Since the fall of the iron curtain, not much has changed here, you will even see old Soviet cars being driven around. How’s that for an adventure?
Ireland is undeniably one of the most beautiful countries in Europe. The fascinating grey and green nature landscapes, cliffs, rough seas and salty air evokes the country’s famed folklore.

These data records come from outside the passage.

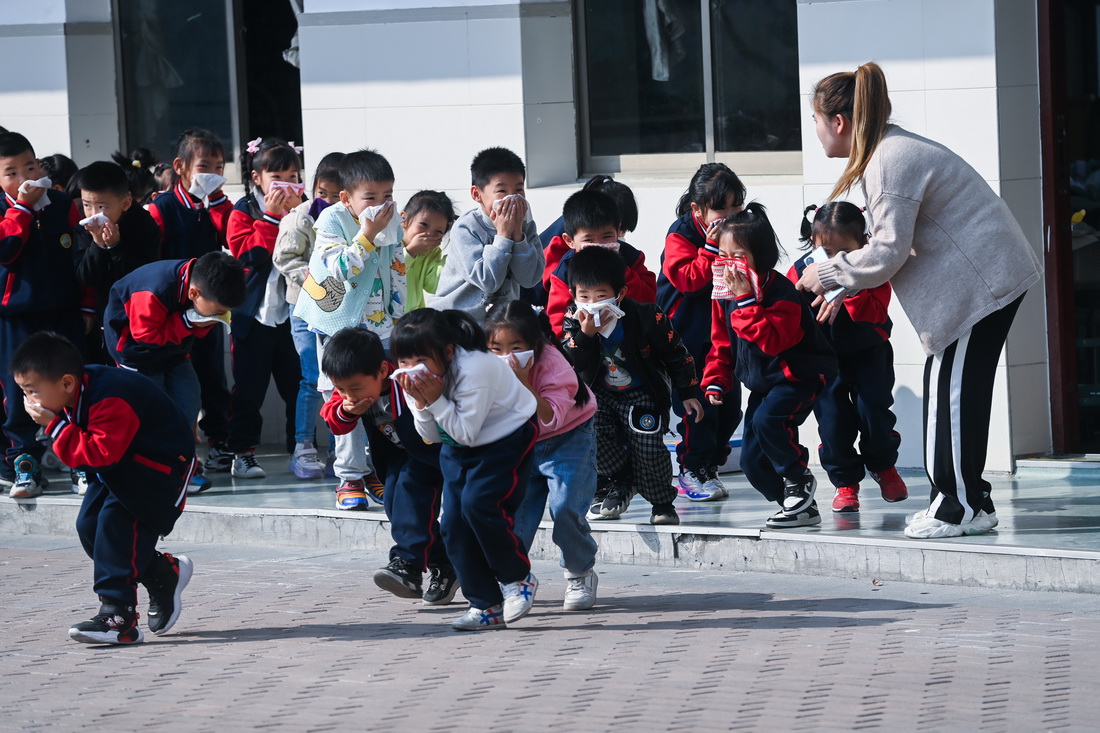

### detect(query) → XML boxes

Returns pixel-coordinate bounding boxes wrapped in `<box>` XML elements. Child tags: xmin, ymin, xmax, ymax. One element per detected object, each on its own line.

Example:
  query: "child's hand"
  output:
<box><xmin>573</xmin><ymin>309</ymin><xmax>596</xmax><ymax>336</ymax></box>
<box><xmin>726</xmin><ymin>266</ymin><xmax>752</xmax><ymax>297</ymax></box>
<box><xmin>340</xmin><ymin>397</ymin><xmax>378</xmax><ymax>415</ymax></box>
<box><xmin>684</xmin><ymin>397</ymin><xmax>703</xmax><ymax>423</ymax></box>
<box><xmin>23</xmin><ymin>396</ymin><xmax>57</xmax><ymax>427</ymax></box>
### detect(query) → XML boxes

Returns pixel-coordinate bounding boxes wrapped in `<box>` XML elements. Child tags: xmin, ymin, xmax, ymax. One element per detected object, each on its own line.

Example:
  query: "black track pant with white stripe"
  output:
<box><xmin>924</xmin><ymin>296</ymin><xmax>1023</xmax><ymax>524</ymax></box>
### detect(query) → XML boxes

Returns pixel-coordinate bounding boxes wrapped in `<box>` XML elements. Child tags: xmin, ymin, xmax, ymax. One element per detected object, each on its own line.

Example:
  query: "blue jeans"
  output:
<box><xmin>516</xmin><ymin>417</ymin><xmax>597</xmax><ymax>578</ymax></box>
<box><xmin>290</xmin><ymin>316</ymin><xmax>331</xmax><ymax>444</ymax></box>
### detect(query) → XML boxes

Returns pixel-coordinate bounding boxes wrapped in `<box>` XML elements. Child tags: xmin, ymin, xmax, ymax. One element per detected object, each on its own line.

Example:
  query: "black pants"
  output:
<box><xmin>814</xmin><ymin>341</ymin><xmax>901</xmax><ymax>486</ymax></box>
<box><xmin>741</xmin><ymin>382</ymin><xmax>823</xmax><ymax>502</ymax></box>
<box><xmin>439</xmin><ymin>418</ymin><xmax>538</xmax><ymax>610</ymax></box>
<box><xmin>367</xmin><ymin>427</ymin><xmax>450</xmax><ymax>572</ymax></box>
<box><xmin>924</xmin><ymin>296</ymin><xmax>1023</xmax><ymax>524</ymax></box>
<box><xmin>229</xmin><ymin>318</ymin><xmax>301</xmax><ymax>453</ymax></box>
<box><xmin>76</xmin><ymin>477</ymin><xmax>160</xmax><ymax>606</ymax></box>
<box><xmin>0</xmin><ymin>309</ymin><xmax>85</xmax><ymax>479</ymax></box>
<box><xmin>672</xmin><ymin>340</ymin><xmax>741</xmax><ymax>471</ymax></box>
<box><xmin>191</xmin><ymin>326</ymin><xmax>229</xmax><ymax>446</ymax></box>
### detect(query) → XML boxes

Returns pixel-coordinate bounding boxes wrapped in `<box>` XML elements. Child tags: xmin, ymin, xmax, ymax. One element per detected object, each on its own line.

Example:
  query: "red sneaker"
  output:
<box><xmin>871</xmin><ymin>466</ymin><xmax>909</xmax><ymax>504</ymax></box>
<box><xmin>833</xmin><ymin>483</ymin><xmax>859</xmax><ymax>512</ymax></box>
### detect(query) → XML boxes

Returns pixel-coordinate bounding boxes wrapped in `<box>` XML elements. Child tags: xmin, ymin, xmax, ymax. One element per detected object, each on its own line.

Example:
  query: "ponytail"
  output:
<box><xmin>813</xmin><ymin>62</ymin><xmax>892</xmax><ymax>199</ymax></box>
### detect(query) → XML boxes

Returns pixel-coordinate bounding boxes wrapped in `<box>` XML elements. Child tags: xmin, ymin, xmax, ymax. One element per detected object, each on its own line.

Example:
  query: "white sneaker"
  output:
<box><xmin>501</xmin><ymin>572</ymin><xmax>539</xmax><ymax>624</ymax></box>
<box><xmin>963</xmin><ymin>512</ymin><xmax>1000</xmax><ymax>535</ymax></box>
<box><xmin>561</xmin><ymin>570</ymin><xmax>600</xmax><ymax>611</ymax></box>
<box><xmin>233</xmin><ymin>450</ymin><xmax>267</xmax><ymax>479</ymax></box>
<box><xmin>905</xmin><ymin>512</ymin><xmax>965</xmax><ymax>539</ymax></box>
<box><xmin>451</xmin><ymin>605</ymin><xmax>508</xmax><ymax>631</ymax></box>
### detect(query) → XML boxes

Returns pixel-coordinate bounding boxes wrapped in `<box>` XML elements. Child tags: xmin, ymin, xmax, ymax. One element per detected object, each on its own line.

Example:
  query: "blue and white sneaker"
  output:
<box><xmin>451</xmin><ymin>605</ymin><xmax>508</xmax><ymax>631</ymax></box>
<box><xmin>501</xmin><ymin>572</ymin><xmax>539</xmax><ymax>624</ymax></box>
<box><xmin>8</xmin><ymin>453</ymin><xmax>50</xmax><ymax>499</ymax></box>
<box><xmin>677</xmin><ymin>468</ymin><xmax>718</xmax><ymax>502</ymax></box>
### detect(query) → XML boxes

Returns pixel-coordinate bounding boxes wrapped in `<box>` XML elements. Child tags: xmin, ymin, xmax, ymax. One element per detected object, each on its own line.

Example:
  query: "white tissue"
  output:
<box><xmin>19</xmin><ymin>176</ymin><xmax>54</xmax><ymax>211</ymax></box>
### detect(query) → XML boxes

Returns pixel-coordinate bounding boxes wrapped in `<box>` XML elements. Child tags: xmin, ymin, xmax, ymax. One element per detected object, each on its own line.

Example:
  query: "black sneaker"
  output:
<box><xmin>202</xmin><ymin>444</ymin><xmax>233</xmax><ymax>473</ymax></box>
<box><xmin>765</xmin><ymin>502</ymin><xmax>822</xmax><ymax>529</ymax></box>
<box><xmin>649</xmin><ymin>504</ymin><xmax>680</xmax><ymax>524</ymax></box>
<box><xmin>142</xmin><ymin>553</ymin><xmax>195</xmax><ymax>636</ymax></box>
<box><xmin>424</xmin><ymin>565</ymin><xmax>459</xmax><ymax>605</ymax></box>
<box><xmin>783</xmin><ymin>469</ymin><xmax>817</xmax><ymax>515</ymax></box>
<box><xmin>600</xmin><ymin>483</ymin><xmax>634</xmax><ymax>519</ymax></box>
<box><xmin>69</xmin><ymin>601</ymin><xmax>145</xmax><ymax>644</ymax></box>
<box><xmin>374</xmin><ymin>557</ymin><xmax>424</xmax><ymax>598</ymax></box>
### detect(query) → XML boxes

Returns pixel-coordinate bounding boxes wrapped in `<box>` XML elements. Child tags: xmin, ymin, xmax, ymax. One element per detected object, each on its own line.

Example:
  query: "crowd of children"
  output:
<box><xmin>0</xmin><ymin>122</ymin><xmax>906</xmax><ymax>644</ymax></box>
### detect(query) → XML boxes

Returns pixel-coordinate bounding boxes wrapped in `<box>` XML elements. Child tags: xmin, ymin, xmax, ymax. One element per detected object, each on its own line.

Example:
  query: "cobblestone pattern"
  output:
<box><xmin>0</xmin><ymin>536</ymin><xmax>1100</xmax><ymax>733</ymax></box>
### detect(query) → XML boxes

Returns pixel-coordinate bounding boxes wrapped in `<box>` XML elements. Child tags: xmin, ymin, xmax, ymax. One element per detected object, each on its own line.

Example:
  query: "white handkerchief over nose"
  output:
<box><xmin>187</xmin><ymin>173</ymin><xmax>228</xmax><ymax>199</ymax></box>
<box><xmin>19</xmin><ymin>176</ymin><xmax>54</xmax><ymax>211</ymax></box>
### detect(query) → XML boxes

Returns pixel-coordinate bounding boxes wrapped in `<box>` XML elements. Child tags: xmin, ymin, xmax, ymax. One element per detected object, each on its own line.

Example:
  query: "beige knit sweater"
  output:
<box><xmin>817</xmin><ymin>125</ymin><xmax>1042</xmax><ymax>354</ymax></box>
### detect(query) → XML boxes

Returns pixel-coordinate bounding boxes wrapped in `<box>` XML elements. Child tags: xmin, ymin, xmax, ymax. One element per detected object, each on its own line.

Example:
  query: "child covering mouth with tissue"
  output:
<box><xmin>432</xmin><ymin>147</ymin><xmax>546</xmax><ymax>322</ymax></box>
<box><xmin>564</xmin><ymin>247</ymin><xmax>703</xmax><ymax>524</ymax></box>
<box><xmin>294</xmin><ymin>150</ymin><xmax>406</xmax><ymax>510</ymax></box>
<box><xmin>485</xmin><ymin>300</ymin><xmax>598</xmax><ymax>611</ymax></box>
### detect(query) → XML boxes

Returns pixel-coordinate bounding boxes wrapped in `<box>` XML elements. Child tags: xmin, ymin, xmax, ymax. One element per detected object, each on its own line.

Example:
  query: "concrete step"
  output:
<box><xmin>0</xmin><ymin>496</ymin><xmax>1100</xmax><ymax>593</ymax></box>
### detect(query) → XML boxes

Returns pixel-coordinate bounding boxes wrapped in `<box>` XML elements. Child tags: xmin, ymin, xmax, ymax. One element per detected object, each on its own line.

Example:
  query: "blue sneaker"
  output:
<box><xmin>677</xmin><ymin>468</ymin><xmax>717</xmax><ymax>502</ymax></box>
<box><xmin>8</xmin><ymin>453</ymin><xmax>50</xmax><ymax>499</ymax></box>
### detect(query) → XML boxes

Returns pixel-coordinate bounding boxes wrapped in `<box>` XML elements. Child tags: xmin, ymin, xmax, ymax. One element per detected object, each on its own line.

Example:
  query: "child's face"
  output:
<box><xmin>718</xmin><ymin>232</ymin><xmax>756</xmax><ymax>270</ymax></box>
<box><xmin>691</xmin><ymin>194</ymin><xmax>745</xmax><ymax>227</ymax></box>
<box><xmin>814</xmin><ymin>231</ymin><xmax>867</xmax><ymax>256</ymax></box>
<box><xmin>470</xmin><ymin>173</ymin><xmax>524</xmax><ymax>216</ymax></box>
<box><xmin>252</xmin><ymin>168</ymin><xmax>299</xmax><ymax>196</ymax></box>
<box><xmin>561</xmin><ymin>225</ymin><xmax>619</xmax><ymax>250</ymax></box>
<box><xmin>0</xmin><ymin>150</ymin><xmax>44</xmax><ymax>198</ymax></box>
<box><xmin>402</xmin><ymin>211</ymin><xmax>449</xmax><ymax>252</ymax></box>
<box><xmin>486</xmin><ymin>328</ymin><xmax>535</xmax><ymax>357</ymax></box>
<box><xmin>187</xmin><ymin>285</ymin><xmax>230</xmax><ymax>317</ymax></box>
<box><xmin>314</xmin><ymin>173</ymin><xmax>340</xmax><ymax>206</ymax></box>
<box><xmin>332</xmin><ymin>362</ymin><xmax>389</xmax><ymax>402</ymax></box>
<box><xmin>80</xmin><ymin>188</ymin><xmax>134</xmax><ymax>223</ymax></box>
<box><xmin>15</xmin><ymin>372</ymin><xmax>79</xmax><ymax>413</ymax></box>
<box><xmin>340</xmin><ymin>180</ymin><xmax>394</xmax><ymax>219</ymax></box>
<box><xmin>573</xmin><ymin>283</ymin><xmax>626</xmax><ymax>303</ymax></box>
<box><xmin>172</xmin><ymin>150</ymin><xmax>226</xmax><ymax>190</ymax></box>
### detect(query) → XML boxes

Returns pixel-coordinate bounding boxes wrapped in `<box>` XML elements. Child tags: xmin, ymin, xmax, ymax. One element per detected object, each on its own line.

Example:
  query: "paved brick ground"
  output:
<box><xmin>0</xmin><ymin>536</ymin><xmax>1100</xmax><ymax>732</ymax></box>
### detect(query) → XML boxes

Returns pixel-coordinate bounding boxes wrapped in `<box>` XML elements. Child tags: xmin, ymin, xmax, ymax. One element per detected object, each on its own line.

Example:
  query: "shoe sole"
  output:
<box><xmin>150</xmin><ymin>555</ymin><xmax>195</xmax><ymax>636</ymax></box>
<box><xmin>374</xmin><ymin>570</ymin><xmax>424</xmax><ymax>598</ymax></box>
<box><xmin>69</xmin><ymin>626</ymin><xmax>145</xmax><ymax>646</ymax></box>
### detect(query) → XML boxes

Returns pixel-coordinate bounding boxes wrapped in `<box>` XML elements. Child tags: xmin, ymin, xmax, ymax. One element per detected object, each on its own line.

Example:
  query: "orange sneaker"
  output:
<box><xmin>833</xmin><ymin>483</ymin><xmax>859</xmax><ymax>512</ymax></box>
<box><xmin>871</xmin><ymin>466</ymin><xmax>909</xmax><ymax>504</ymax></box>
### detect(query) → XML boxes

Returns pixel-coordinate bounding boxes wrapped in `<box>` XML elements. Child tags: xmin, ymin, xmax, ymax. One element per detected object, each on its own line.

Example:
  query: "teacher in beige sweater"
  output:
<box><xmin>799</xmin><ymin>63</ymin><xmax>1042</xmax><ymax>538</ymax></box>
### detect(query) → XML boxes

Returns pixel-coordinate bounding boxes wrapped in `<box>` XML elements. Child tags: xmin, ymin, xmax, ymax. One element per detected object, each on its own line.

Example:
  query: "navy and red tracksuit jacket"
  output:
<box><xmin>46</xmin><ymin>365</ymin><xmax>196</xmax><ymax>535</ymax></box>
<box><xmin>149</xmin><ymin>183</ymin><xmax>233</xmax><ymax>260</ymax></box>
<box><xmin>787</xmin><ymin>253</ymin><xmax>893</xmax><ymax>354</ymax></box>
<box><xmin>657</xmin><ymin>211</ymin><xmax>718</xmax><ymax>353</ymax></box>
<box><xmin>703</xmin><ymin>271</ymin><xmax>836</xmax><ymax>393</ymax></box>
<box><xmin>542</xmin><ymin>237</ymin><xmax>657</xmax><ymax>338</ymax></box>
<box><xmin>0</xmin><ymin>190</ymin><xmax>95</xmax><ymax>314</ymax></box>
<box><xmin>227</xmin><ymin>193</ymin><xmax>283</xmax><ymax>333</ymax></box>
<box><xmin>103</xmin><ymin>260</ymin><xmax>217</xmax><ymax>373</ymax></box>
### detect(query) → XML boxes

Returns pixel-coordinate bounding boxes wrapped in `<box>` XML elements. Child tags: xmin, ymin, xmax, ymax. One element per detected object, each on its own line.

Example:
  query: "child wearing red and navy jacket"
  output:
<box><xmin>787</xmin><ymin>201</ymin><xmax>909</xmax><ymax>512</ymax></box>
<box><xmin>657</xmin><ymin>163</ymin><xmax>746</xmax><ymax>501</ymax></box>
<box><xmin>0</xmin><ymin>132</ymin><xmax>88</xmax><ymax>499</ymax></box>
<box><xmin>10</xmin><ymin>332</ymin><xmax>197</xmax><ymax>644</ymax></box>
<box><xmin>703</xmin><ymin>201</ymin><xmax>836</xmax><ymax>528</ymax></box>
<box><xmin>321</xmin><ymin>328</ymin><xmax>459</xmax><ymax>605</ymax></box>
<box><xmin>149</xmin><ymin>128</ymin><xmax>233</xmax><ymax>471</ymax></box>
<box><xmin>227</xmin><ymin>138</ymin><xmax>305</xmax><ymax>479</ymax></box>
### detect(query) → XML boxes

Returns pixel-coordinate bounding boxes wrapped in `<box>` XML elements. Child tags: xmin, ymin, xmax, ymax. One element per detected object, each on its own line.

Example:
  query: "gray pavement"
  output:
<box><xmin>0</xmin><ymin>535</ymin><xmax>1100</xmax><ymax>732</ymax></box>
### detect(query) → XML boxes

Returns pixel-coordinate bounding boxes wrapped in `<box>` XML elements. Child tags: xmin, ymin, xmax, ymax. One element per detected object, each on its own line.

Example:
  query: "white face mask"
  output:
<box><xmin>187</xmin><ymin>173</ymin><xmax>229</xmax><ymax>198</ymax></box>
<box><xmin>497</xmin><ymin>350</ymin><xmax>535</xmax><ymax>369</ymax></box>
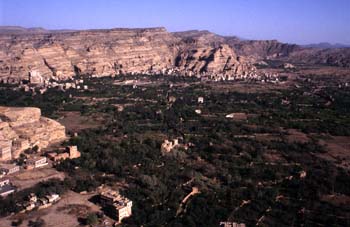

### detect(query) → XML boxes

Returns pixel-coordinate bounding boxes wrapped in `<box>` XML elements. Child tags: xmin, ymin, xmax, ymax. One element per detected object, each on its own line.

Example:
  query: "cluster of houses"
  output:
<box><xmin>7</xmin><ymin>70</ymin><xmax>89</xmax><ymax>94</ymax></box>
<box><xmin>47</xmin><ymin>146</ymin><xmax>81</xmax><ymax>162</ymax></box>
<box><xmin>19</xmin><ymin>193</ymin><xmax>61</xmax><ymax>213</ymax></box>
<box><xmin>100</xmin><ymin>187</ymin><xmax>132</xmax><ymax>223</ymax></box>
<box><xmin>0</xmin><ymin>146</ymin><xmax>81</xmax><ymax>197</ymax></box>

Even if the weather turns out to be rough, there’s so much to do and see here. From ancient stone forts, castles and churches, to natural rock formations. And after a day hiking or cycling, make sure to visit a local pub to meet some friendly locals and have a pint of Guinness.
Port Cros, Iles D’or, France
Cote d’Azur is a dream, but a lot of its magic gets lost amid the crowds of eager visitors. Fortunately, there is a place on the French Riviera where you can get all the wonder of the South of France without bumping into people at every turn – the island of Port Cros.
It’s called the forest island, but it also has stunning beautiful sandy beaches and rough cliffs.
No cars or bikes are allowed here, so tranquility is guaranteed, and you can also work on your hiking stamina and spend quality time swimming, snorkelling or diving.
Our list of the eight best remote European islands concludes with the volcanic island of Faial (meaning “beech wood”) in the Azores, which is the westernmost point in Europe with only about 15,000 inhabitants.
Being a volcanic island, it’s a dream for hiking, biking, and if you’re someone who’s ever followed horse races, such as the Kentucky Derby odds on TwinSpires.com, you’ll definitely enjoy horse riding here.
Faial is covered with lush hills and valleys, craters, and a combination of tropical wilderness and desert-like landscape, which make these activities simply unforgettable.